Mentre in molte versioni tra la Madonna e il Bambino non c‘è grande contatto (Julia Kristeva arriva a dire che prevale “la distanza, se non l’ostilità”, la separazione e nessun “accesso diretto”), qui la Madre tiene il figlio sulle ginocchia, le mani non solo lo sostengono, ma la destra gli tocca delicatamente il petto, quasi lo accarezza, anche se gli sguardi non si incontrano. E forse nemmeno si cercano. Almeno in questa circostanza. Il bimbo guarda in l’alto, ma non è rivolto verso la madre; mentre lo sguardo di Maria sembra rivolto verso il basso, con le palpebre un po’ socchiuse, ma non verso il figlio. Il suo sguardo sembra non avere nessun oggetto concreto, è pensoso, serio, quasi grave, ma la sua direzione è interiore. Non malinconico, o forse appena un po’; la compostezza sembra non tradire emozioni, e piuttosto trattenerle, e non certo per celarle a uno sguardo esterno, per dissimularle, quanto perché l’esterno è escluso, e quindi anche qualsiasi forma indiretta di comunicazione con lo spettatore (il fedele); la distanza, che in altri quadri era quella fisica dal bambino, qui sembra verso tutto e tutti, quasi da configurare il gesto materno che, con quelle bellissime mani che mi hanno fatto ricordare le parole dell’Angelo dell’“Annunciazione” di Rike (Tu non sei più vicina a Dio / di noi: siamo lontani / tutti. Ma tu hai stupende/ benedette le mani. / Nascono chiare a te dal manto, / luminoso contorno: Io sono la la rugiada, il giorno, / ma, tu sei la pianta) trattiene e tocca il Bambino con un che di tenero, ma automatico: di automaticamente tenero, quello di un corpo che non dimentica mai di amare il Figlio anche quando non sembra lui l’oggetto diretto dei pensieri. Sollecitudine, forse, più che tenerezza, quanto meno nel momento qui rappresentato; che però, in quanto rappresentato, e rappresentato nel modo dell’icona, dell’immagine di devozione, non è parte di un continuum esistenziale e psicologico ma momento assoluto, che studiosi e teologi inseriranno nella serialità delle tipologie, ma qui, per chi guarda, è a sé stante, attuale, senza tempo.

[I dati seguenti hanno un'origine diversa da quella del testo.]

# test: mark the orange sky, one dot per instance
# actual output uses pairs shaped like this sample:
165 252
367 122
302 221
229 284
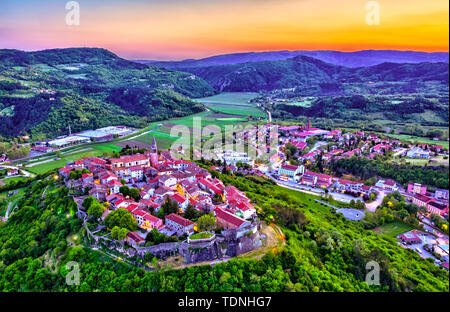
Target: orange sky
175 29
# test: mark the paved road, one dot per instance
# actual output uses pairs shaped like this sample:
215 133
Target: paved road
377 202
317 145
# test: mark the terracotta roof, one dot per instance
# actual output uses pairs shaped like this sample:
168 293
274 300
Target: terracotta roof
179 220
228 217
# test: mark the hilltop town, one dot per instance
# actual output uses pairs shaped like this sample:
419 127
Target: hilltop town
159 179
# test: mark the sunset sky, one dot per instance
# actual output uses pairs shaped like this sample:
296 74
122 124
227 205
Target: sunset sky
180 29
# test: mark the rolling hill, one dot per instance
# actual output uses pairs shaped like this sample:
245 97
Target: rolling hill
42 92
349 59
315 76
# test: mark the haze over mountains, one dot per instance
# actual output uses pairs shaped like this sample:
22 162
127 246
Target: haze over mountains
92 87
349 59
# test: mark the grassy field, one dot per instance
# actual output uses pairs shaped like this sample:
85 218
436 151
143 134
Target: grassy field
243 110
416 139
306 103
233 103
393 229
422 162
96 149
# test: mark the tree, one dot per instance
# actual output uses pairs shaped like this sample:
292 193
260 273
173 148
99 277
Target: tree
87 202
190 212
206 222
119 233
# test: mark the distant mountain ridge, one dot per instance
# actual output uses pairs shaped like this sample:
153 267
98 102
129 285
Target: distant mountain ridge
349 59
42 92
318 77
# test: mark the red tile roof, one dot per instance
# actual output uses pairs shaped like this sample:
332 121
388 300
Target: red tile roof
179 220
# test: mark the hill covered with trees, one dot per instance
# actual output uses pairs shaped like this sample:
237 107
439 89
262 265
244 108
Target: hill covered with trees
315 76
322 251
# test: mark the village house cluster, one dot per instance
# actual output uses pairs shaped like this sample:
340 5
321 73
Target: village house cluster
346 145
160 177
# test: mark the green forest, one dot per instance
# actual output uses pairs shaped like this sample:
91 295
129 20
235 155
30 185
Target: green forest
42 92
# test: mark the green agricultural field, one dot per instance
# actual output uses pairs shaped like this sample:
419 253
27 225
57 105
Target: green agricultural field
232 109
231 119
233 103
393 229
305 103
234 98
92 150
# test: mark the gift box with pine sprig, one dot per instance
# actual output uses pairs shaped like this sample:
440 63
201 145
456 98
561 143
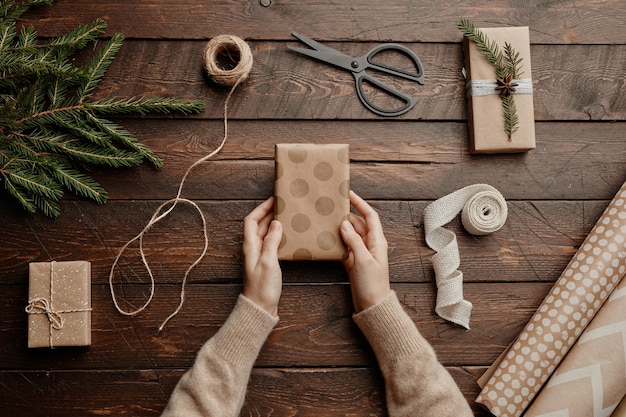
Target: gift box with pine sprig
498 88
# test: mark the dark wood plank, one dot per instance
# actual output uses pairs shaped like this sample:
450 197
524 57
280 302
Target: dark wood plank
285 85
562 22
537 242
318 332
411 161
271 391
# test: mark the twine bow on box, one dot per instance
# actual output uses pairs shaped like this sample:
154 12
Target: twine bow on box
45 306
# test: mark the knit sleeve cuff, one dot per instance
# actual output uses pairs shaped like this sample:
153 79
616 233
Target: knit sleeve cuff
242 336
390 331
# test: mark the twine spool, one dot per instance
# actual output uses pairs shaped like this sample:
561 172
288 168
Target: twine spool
227 60
220 50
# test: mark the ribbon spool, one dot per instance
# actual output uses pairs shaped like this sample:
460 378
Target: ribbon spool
227 60
483 210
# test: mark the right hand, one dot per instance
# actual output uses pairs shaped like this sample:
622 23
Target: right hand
367 264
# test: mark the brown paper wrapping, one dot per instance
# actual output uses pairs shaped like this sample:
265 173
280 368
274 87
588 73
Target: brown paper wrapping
485 114
312 199
59 310
588 280
591 380
620 411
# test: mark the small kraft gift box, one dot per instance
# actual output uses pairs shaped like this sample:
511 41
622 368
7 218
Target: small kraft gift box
485 106
59 304
312 185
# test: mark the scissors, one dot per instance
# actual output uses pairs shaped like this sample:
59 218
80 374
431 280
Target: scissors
358 66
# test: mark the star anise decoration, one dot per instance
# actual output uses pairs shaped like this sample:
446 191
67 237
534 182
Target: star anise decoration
506 86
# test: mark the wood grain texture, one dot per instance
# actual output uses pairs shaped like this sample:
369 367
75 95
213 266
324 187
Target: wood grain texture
558 22
286 85
326 392
316 362
536 243
317 333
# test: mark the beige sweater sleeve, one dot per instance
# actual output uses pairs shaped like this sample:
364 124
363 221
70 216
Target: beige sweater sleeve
416 383
216 384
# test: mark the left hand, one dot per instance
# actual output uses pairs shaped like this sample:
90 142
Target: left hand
262 281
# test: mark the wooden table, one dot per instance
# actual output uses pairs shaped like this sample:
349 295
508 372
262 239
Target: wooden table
315 363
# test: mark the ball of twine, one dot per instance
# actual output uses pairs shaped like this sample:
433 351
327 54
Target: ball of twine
227 60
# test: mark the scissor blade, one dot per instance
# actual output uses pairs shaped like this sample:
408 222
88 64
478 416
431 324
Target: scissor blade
310 42
333 57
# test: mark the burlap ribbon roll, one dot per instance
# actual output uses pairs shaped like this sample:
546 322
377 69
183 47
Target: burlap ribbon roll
484 211
586 283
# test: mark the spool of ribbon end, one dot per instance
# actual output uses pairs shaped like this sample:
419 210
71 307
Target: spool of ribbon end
483 211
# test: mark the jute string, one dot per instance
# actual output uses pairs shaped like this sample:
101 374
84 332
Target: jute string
484 211
237 51
41 305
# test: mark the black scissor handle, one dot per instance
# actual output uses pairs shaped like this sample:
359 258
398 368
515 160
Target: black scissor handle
408 101
418 76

Il Bambino è seduto sulla coscia sinistra rialzata della madre, e pure lui ha uno sguardo meditativo, forse estatico, come se fosse rivolto al Padre più che alla Madre, contemplando il destino che gli è riservato, con lo sguardo al cielo che rivolgerà sulla croce nel pronunciare le sue ultime parole, quelle dell’angoscia e del senso di abbandono. Il bellissimo piedino sinistro piegato a cercare un appoggio più saldo, come una memoria del corpo che non rinuncia a se stesso anche quando pare messo tra parentesi, pare richiamare questi momenti, perché è dipinto in quella posizione per ovviare allo squilibrio causato dalla gambina messa in diagonale per nascondere e insieme, proprio in questo modo, indicare il sesso, che in molte altre opere simili è invece esibito, a segnalare l’umanità, e quindi la mortalità di Cristo, come ha mostrato Leo Steinberg nel suo capolavoro La sessualità di Cristo.


Intanto lei, con quel suo purissimo ovale, il lungo collo, non piegato verso il bambino nel gesto della tenerezza, ma ritto, quasi teso nella meditazione, o nella fantasia, continua a cercare di sondare l’inconoscibile, pur percependolo e vivendolo come tale e sapendo che tale sempre resterà, eppure non potendo sottrarvisi, perché l’ha portato prima in sé e ora lo regge sulle ginocchia. Quell’inconoscibile a cui, davanti a lei e al quadro, non possiamo sottrarci nemmeno noi, calamitati dall’ombra scura che proietta, simile a quella sul drappo d’onore alle spalle di Maria, chiamati a cercare di comprenderlo, di farlo nostro, sempre più esclusi, quanto più faticosamente riusciamo a inoltrarci in esso, abbagliati dal suo buio, eppure in qualche modo illuminati, appagati.



Nota di lettura

Rona Goffen, Giovanni Bellini, Motta editore, 1990.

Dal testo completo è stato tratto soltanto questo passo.